The Fae Worlds

New Game

Teri’s eyes met with mine. “You’re the only person I can think of who’d be willing to try this out with me. Please don’t let me down.”
Running my tongue over my lips I looked at the box on the bed. “How does it work?”
“From what I read we set the game up to run for a certain time in this world, they suggest starting with around four hours to begin with, and we spend it in the game world. I don’t know for certain how time here relates to time there, although most of what I saw linked each hour to a month.”
Blinking, I studied her. “You want me to travel to another world for four months.”
“Four hours.”
“Even if it is four hours here four months there…” I nibbled my bottom lip. “It’s a long time, Teri. Long enough to build relationships, and to have to walk away from them….”
“When we leave the world is paused. Things don’t change when we aren’t there, Mare, so it’s not really walked away from them. It’s taking a break.” Teri smiled. “How about we go for two hours, see how things go, and if you feel like it’s something you shouldn’t be doing then I won’t ask you to go back.”
“You say that, but you’ve made that kind of promise before.”
She nodded. “I have, and this is a very different kind of situation, because of what we’re doing. Going into another world alone… I don’t know if I’m ready to do that, and it does say this can be co-op, so I thought it would be good for both of us. You said before you wanted to try out something different.”
“One of the fae’s magical games isn’t exactly what I meant.” I raked a hand through my hair. “I know they’ve been tested, but I can’t help worrying about getting trapped there.”

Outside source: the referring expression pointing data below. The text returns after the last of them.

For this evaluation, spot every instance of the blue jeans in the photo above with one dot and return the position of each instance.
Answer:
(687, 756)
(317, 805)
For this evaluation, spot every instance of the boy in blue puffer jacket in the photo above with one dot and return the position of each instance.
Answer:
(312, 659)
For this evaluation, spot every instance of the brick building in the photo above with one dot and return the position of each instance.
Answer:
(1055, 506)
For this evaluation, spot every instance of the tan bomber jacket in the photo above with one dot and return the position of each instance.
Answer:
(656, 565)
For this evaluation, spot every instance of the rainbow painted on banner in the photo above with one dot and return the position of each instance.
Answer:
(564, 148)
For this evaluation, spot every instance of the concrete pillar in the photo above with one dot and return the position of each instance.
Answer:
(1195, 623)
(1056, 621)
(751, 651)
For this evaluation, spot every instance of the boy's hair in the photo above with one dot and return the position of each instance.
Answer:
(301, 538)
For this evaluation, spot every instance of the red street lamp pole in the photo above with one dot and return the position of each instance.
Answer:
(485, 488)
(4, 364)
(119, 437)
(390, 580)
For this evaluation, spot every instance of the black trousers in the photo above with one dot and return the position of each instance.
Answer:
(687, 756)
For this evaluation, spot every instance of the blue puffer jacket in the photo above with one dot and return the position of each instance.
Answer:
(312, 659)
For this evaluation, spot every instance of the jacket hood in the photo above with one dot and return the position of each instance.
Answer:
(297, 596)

“Honestly, that’s kinda the reason I don’t want to do this alone. I believe in them when they say it shouldn’t happen, but… well, we’ve all heard the stories about what happens to people who find themselves unexpectedly travelling to another world. Being alone would make it much harder.”

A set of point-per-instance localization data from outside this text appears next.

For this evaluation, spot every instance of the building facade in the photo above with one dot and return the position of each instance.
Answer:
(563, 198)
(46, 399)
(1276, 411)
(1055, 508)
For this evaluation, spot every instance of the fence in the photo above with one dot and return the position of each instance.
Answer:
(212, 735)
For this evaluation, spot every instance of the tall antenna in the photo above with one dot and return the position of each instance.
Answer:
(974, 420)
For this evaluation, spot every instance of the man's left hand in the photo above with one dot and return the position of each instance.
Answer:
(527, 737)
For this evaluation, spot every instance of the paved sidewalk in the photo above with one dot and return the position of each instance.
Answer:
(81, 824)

Raising an eyebrow, I shook my head. “Doesn’t make me more inclined to join you.”
“All the testing they did should be enough. People have come and gone from this world multiple times. I’ve got no reason to think anything untoward will happen to either of us, and the game does look really interesting. We’ve got options to pick from, to create the world we end up on, which means the game will be different for everyone who plays it.”
“Know much about the NPCs?”
“They, I think, are procedurally generated too, so they’re all going to be different.” Teri smiled. “Come on, Mare. You did say they sounded interesting.”
“Yes, for other people. I know there are some groups planning to do let’s plays of the games, and I was planning on living vicariously through them, rather than jumping into one of them.” Sighing, I picked the box up, to look at which game it was she’d bought. “You went with Segiri.”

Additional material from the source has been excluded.